Gedenken an Cemal Kemal Altun

Zum 40. Todestag von Cemal Kemal Altun, der angesichts seiner drohenden Auslieferung an die türkische Militärdiktatur in den Tod sprang, mahnt PRO ASYL, das individuelle Asylrecht zu verteidigen. Auch heute muss aufgrund der dortigen Repressionen ein Augenmerk auf die Fluchtbewegung aus der Türkei gelegt werden. Die Türkei gehört in diesem Jahr zu den drei Hauptherkunftsländern von Schutzsuchenden in Deutschland.

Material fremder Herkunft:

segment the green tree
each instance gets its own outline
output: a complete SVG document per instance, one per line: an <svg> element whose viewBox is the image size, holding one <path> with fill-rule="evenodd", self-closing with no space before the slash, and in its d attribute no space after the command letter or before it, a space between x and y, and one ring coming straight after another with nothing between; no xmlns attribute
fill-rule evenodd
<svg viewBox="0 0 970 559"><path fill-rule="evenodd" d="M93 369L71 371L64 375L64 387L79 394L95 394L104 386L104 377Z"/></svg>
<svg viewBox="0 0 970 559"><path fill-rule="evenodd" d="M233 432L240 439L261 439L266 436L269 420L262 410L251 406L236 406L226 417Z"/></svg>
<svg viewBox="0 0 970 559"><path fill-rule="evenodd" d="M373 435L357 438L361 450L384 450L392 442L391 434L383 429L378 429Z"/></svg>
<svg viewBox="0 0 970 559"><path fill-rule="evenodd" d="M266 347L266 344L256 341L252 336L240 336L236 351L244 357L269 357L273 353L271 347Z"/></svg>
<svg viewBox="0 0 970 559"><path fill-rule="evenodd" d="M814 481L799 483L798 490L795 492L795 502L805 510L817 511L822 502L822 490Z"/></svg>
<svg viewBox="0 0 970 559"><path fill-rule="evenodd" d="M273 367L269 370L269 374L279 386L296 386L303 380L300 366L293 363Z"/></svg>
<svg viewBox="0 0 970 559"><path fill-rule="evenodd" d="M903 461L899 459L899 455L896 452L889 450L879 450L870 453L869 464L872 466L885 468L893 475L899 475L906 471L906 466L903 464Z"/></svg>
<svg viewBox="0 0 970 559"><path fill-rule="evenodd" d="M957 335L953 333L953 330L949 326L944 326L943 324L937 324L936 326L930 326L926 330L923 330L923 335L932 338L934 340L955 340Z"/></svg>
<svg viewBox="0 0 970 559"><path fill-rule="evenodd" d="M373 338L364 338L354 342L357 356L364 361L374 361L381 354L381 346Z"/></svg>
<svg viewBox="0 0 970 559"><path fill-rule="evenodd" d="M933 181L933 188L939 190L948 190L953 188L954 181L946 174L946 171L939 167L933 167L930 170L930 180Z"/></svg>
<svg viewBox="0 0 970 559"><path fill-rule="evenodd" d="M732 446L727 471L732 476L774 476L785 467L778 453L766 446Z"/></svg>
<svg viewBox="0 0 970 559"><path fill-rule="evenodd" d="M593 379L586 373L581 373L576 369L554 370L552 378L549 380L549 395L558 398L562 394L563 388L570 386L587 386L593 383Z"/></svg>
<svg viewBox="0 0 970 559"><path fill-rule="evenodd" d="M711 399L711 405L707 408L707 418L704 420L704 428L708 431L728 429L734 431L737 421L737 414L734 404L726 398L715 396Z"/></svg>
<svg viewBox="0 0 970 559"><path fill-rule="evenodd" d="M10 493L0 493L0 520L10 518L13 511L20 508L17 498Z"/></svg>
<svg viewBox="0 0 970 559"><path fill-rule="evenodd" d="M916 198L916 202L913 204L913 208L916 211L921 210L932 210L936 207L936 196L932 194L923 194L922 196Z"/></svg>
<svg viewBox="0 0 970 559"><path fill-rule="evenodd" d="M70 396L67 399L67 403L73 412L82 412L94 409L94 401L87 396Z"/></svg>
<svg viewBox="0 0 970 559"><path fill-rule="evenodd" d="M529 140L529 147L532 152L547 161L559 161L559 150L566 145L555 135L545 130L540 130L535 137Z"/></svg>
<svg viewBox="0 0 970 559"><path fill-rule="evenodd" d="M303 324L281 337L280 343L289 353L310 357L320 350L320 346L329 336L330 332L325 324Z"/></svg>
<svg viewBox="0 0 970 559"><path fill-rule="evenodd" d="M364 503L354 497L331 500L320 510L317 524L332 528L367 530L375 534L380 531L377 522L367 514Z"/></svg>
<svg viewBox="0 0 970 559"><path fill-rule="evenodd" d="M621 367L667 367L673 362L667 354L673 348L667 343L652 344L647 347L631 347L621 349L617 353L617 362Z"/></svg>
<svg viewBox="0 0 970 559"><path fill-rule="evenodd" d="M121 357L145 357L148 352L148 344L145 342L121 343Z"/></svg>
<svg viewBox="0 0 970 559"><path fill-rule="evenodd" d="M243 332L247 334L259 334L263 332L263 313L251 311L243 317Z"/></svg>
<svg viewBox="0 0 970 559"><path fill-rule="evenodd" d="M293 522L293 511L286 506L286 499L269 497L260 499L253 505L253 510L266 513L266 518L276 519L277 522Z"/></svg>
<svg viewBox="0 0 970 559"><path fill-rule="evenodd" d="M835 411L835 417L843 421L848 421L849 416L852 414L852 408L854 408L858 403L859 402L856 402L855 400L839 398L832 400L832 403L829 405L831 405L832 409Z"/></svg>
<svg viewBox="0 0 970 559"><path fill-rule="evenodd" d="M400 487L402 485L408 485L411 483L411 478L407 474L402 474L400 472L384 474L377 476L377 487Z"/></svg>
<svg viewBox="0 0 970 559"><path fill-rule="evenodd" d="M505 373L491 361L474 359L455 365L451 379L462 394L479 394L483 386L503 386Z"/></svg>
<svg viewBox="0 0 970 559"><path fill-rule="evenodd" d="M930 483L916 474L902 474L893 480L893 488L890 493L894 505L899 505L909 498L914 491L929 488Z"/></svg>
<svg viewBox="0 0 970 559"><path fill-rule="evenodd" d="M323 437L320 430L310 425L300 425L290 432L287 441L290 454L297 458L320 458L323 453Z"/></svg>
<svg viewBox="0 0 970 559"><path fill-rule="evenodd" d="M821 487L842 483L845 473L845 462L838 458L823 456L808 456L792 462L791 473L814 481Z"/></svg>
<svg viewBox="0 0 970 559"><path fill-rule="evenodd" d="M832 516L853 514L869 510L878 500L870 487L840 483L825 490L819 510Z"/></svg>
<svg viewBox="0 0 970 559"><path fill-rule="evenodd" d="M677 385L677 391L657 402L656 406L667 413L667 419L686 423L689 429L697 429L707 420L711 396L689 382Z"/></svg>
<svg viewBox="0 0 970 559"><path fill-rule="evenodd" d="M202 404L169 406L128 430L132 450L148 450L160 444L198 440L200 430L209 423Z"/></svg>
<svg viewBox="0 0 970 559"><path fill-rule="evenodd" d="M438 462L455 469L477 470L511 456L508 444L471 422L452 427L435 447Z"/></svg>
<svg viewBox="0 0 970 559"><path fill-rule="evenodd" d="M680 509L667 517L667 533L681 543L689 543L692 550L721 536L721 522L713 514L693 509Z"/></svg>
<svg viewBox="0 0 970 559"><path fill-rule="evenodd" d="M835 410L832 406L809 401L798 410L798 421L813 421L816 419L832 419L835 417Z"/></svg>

Vor 40 Jahren, am Morgen des 30. August 1983, stürzte sich Cemal Kemal Altun (13.04.1960 – 30.08.1983) aus Angst vor seiner drohenden Auslieferung in die Türkei aus dem 6. Stock des Verwaltungsgerichts in Berlin. Über ein Jahr verbrachte er zuvor in Auslieferungshaft. Altun war vor der türkischen Militärdiktatur, die bekannt dafür war, Regimekritiker*innen zu foltern, nach Deutschland geflohen. Nachdem er aus den Medien erfuhr, dass in der Türkei seine Person in Verbindung mit einem Mord gebracht und gesucht wurde, stellte er einen Asylantrag. Die damalige Bundesregierung nahm proaktiv Kontakt zu den türkischen Behörden auf und hielt selbst dann noch an der Auslieferung fest, als Altun durch die damalige Behörde als asylberechtigt anerkannt wurde.

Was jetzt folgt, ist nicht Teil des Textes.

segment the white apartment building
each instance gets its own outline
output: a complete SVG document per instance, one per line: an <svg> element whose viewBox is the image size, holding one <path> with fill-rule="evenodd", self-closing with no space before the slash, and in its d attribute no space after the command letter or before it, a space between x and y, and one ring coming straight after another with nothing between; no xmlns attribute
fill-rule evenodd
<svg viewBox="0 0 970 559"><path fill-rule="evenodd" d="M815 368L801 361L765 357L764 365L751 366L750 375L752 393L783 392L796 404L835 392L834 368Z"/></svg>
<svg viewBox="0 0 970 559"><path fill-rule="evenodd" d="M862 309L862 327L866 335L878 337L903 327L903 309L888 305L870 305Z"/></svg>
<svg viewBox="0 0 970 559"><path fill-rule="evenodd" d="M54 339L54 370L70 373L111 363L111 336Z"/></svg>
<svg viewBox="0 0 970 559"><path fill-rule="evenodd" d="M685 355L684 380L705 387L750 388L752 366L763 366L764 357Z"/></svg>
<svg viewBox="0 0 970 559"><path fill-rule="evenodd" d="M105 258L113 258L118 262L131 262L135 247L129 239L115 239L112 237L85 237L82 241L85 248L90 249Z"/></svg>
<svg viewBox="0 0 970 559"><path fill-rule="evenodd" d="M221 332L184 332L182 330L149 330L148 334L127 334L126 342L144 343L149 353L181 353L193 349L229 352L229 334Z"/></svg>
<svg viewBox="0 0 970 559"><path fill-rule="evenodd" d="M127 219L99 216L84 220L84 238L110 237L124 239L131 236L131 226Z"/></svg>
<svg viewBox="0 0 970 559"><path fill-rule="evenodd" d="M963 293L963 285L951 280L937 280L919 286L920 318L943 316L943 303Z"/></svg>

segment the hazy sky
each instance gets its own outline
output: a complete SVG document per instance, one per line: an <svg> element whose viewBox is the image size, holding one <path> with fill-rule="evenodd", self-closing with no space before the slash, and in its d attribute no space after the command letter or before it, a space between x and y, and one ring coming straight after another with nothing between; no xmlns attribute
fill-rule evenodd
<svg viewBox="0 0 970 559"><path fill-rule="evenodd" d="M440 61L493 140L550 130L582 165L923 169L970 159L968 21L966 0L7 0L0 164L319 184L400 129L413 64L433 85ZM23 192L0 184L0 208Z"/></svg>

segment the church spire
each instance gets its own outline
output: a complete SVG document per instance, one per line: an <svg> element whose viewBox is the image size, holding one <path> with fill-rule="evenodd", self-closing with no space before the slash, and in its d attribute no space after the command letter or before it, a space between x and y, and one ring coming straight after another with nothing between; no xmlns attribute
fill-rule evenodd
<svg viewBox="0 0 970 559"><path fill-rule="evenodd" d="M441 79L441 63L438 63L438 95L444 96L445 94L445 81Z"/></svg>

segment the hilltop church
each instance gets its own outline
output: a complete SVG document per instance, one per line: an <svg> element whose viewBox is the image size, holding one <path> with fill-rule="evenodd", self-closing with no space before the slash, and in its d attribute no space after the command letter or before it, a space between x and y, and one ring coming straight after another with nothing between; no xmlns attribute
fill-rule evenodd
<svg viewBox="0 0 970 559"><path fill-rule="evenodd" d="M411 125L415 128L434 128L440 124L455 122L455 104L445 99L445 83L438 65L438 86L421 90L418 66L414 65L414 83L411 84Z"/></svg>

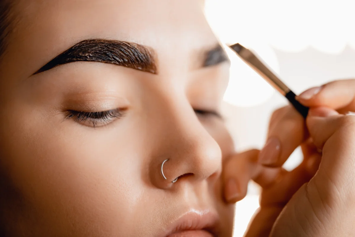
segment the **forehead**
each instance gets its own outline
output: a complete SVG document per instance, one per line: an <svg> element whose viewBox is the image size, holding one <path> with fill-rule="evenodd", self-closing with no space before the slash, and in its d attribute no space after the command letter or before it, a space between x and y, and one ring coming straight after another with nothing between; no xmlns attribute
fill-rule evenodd
<svg viewBox="0 0 355 237"><path fill-rule="evenodd" d="M81 40L124 40L174 63L216 40L198 0L21 0L6 63L28 73Z"/></svg>

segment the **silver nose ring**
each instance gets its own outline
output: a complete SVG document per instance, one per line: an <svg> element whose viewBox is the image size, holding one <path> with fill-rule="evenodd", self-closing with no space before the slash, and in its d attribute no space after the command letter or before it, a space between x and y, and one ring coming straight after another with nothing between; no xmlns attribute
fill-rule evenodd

„Cemal Kemal Altun wurde von der deutschen Politik in den Tod getrieben. Sein Tod zeigt die Bedeutung von Asyl als grundlegendes Menschenrecht und die Verantwortung demokratischer Staaten, niemanden an einen Verfolgerstaat auszuliefern. In Altuns Fall hatte sich die deutsche Politik als Handlanger eines diktatorischen Unrechtsstaats erwiesen. Das darf nie wieder passieren!,“ so Wiebke Judith, rechtspolitische Sprecherin von PRO ASYL.

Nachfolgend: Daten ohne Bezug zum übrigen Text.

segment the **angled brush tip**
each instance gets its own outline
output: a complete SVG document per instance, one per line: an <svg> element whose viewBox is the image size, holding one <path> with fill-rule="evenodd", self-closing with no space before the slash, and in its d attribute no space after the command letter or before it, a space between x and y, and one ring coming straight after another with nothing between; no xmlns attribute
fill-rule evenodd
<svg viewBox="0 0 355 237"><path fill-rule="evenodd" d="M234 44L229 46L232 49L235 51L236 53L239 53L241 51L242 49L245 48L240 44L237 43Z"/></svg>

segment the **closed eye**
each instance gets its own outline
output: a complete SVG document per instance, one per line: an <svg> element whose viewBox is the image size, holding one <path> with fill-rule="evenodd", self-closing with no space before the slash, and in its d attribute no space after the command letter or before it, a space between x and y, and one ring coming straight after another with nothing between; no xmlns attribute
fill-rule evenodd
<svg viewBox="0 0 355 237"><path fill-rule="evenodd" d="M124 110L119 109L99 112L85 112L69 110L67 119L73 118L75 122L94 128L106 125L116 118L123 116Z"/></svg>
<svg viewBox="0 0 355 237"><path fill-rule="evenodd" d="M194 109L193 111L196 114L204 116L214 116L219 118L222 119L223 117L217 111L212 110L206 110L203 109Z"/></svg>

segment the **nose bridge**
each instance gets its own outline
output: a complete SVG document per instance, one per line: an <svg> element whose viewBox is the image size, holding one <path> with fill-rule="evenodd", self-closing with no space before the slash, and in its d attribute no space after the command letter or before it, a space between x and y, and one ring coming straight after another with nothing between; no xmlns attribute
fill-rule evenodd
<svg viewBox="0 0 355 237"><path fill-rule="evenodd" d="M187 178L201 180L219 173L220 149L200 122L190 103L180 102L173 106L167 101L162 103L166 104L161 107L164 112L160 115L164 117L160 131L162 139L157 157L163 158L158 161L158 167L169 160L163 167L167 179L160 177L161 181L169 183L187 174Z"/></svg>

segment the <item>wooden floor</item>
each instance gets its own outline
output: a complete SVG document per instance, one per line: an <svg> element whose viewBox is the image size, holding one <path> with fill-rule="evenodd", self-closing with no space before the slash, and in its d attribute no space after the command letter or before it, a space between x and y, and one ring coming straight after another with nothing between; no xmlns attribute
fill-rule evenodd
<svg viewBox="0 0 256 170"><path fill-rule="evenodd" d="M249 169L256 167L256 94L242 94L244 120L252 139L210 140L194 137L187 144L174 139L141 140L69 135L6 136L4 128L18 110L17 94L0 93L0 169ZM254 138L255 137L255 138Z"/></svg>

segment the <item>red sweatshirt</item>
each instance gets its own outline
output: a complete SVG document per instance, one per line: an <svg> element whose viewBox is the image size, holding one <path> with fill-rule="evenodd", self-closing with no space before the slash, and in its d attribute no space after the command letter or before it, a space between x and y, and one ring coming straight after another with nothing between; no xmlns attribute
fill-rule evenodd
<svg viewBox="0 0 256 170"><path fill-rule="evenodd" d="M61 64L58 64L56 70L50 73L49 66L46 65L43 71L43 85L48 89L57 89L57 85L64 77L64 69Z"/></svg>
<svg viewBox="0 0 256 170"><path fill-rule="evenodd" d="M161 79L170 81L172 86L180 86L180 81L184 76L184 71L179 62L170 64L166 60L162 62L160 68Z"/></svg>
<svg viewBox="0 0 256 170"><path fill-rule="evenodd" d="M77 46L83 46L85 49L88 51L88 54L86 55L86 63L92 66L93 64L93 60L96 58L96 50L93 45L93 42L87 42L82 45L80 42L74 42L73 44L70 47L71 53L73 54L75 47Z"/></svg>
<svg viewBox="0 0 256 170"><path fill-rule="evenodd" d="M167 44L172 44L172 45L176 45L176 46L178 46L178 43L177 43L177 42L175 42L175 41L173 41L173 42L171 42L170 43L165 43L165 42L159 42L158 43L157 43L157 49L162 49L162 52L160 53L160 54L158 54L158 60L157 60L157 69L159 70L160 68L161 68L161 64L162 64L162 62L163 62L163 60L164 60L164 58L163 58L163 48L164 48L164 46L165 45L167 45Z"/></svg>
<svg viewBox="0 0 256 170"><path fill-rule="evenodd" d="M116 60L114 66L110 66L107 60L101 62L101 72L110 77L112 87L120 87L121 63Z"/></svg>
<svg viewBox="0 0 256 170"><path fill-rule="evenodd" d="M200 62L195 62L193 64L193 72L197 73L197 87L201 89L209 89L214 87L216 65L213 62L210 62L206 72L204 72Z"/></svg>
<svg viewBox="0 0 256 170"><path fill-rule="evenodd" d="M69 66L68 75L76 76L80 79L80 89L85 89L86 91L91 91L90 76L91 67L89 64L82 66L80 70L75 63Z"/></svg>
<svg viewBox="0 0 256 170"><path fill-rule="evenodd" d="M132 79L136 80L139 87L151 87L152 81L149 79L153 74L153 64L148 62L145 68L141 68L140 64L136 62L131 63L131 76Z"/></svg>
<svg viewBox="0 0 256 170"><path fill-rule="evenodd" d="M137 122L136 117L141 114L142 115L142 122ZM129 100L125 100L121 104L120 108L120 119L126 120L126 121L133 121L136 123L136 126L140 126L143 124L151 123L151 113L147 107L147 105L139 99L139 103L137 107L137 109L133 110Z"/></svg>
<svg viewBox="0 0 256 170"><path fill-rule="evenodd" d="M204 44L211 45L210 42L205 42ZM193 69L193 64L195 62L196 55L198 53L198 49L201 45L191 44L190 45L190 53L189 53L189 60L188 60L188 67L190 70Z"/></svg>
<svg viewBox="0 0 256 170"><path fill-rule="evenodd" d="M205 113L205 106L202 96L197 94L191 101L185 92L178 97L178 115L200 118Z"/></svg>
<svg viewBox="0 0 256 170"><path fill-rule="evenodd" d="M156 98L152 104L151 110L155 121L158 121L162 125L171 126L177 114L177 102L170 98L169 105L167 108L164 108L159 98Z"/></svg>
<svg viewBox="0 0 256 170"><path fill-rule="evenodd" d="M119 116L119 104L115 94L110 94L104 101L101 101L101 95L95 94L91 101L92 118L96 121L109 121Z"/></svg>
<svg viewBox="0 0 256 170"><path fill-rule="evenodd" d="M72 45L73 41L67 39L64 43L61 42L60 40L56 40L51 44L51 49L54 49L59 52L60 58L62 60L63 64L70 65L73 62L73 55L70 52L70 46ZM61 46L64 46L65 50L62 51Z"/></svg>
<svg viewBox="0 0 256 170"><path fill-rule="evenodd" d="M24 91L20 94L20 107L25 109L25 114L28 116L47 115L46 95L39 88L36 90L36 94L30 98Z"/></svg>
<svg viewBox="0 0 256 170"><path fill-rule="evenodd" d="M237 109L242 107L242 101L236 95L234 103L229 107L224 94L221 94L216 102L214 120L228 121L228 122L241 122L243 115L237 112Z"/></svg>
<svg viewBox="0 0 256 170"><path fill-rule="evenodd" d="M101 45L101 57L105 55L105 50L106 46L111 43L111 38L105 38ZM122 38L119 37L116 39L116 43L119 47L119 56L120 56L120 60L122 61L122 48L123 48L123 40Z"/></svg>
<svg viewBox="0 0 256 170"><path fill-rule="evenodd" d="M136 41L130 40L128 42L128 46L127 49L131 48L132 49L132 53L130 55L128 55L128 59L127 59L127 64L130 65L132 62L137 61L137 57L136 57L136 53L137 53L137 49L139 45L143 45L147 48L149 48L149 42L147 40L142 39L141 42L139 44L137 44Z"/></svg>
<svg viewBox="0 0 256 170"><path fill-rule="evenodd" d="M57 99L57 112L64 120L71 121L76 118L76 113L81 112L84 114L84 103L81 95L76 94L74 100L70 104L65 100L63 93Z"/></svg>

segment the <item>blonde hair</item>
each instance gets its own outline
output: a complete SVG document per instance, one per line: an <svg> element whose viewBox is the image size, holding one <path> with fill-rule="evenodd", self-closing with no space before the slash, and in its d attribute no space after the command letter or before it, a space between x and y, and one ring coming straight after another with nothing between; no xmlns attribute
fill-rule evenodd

Flucht aus der Türkei nimmt wieder zu

Auch heute fliehen wieder zunehmend Menschen aus der Türkei. Bis Juni 2023 stellten 19.208 türkische Staatsangehörige erstmals einen Asylerstantrag, mehr Anträge wurden nur von Schutzsuchenden aus Syrien und Afghanistan registriert. In den vergangenen 20 Jahren wurden unter der Regierung von Staatspräsident Erdoğan rechtsstaatliche Institutionen abgebaut, die Menschenrechtslage ist erodiert. Besonders nach der diesjährigen Wiederwahl Erdoğans haben viele Menschen in der Türkei jegliche Hoffnung auf baldige Verbesserungen verloren.

Systematisch nutzt die türkische Regierung den Justizapparat, um Oppositionelle, Kritiker*innen und Minderheiten zu verfolgen. Auch wenn das Rechtsstaatlichkeitsdefizit insbesondere bei politischen Verfahren unbestritten ist, werden in deutschen Asylverfahren nach Beobachtung von PRO ASYL dennoch Tatvorwürfe der türkischen Strafjustiz immer wieder unkritisch übernommen. Insbesondere aus der kurdischen Community wird PRO ASYL zudem regelmäßig auf Fälle aufmerksam gemacht, in denen zumindest zweifelhafte Abschiebeversuche unternommen werden. Besonders brisant war der Fall der kurdischen Aktivistin Nazdar Ecevit, deren Abschiebung 2021 in letzter Sekunde gestoppt und der in einem Folgeverfahren letztlich sogar Asyl zugesprochen wurde.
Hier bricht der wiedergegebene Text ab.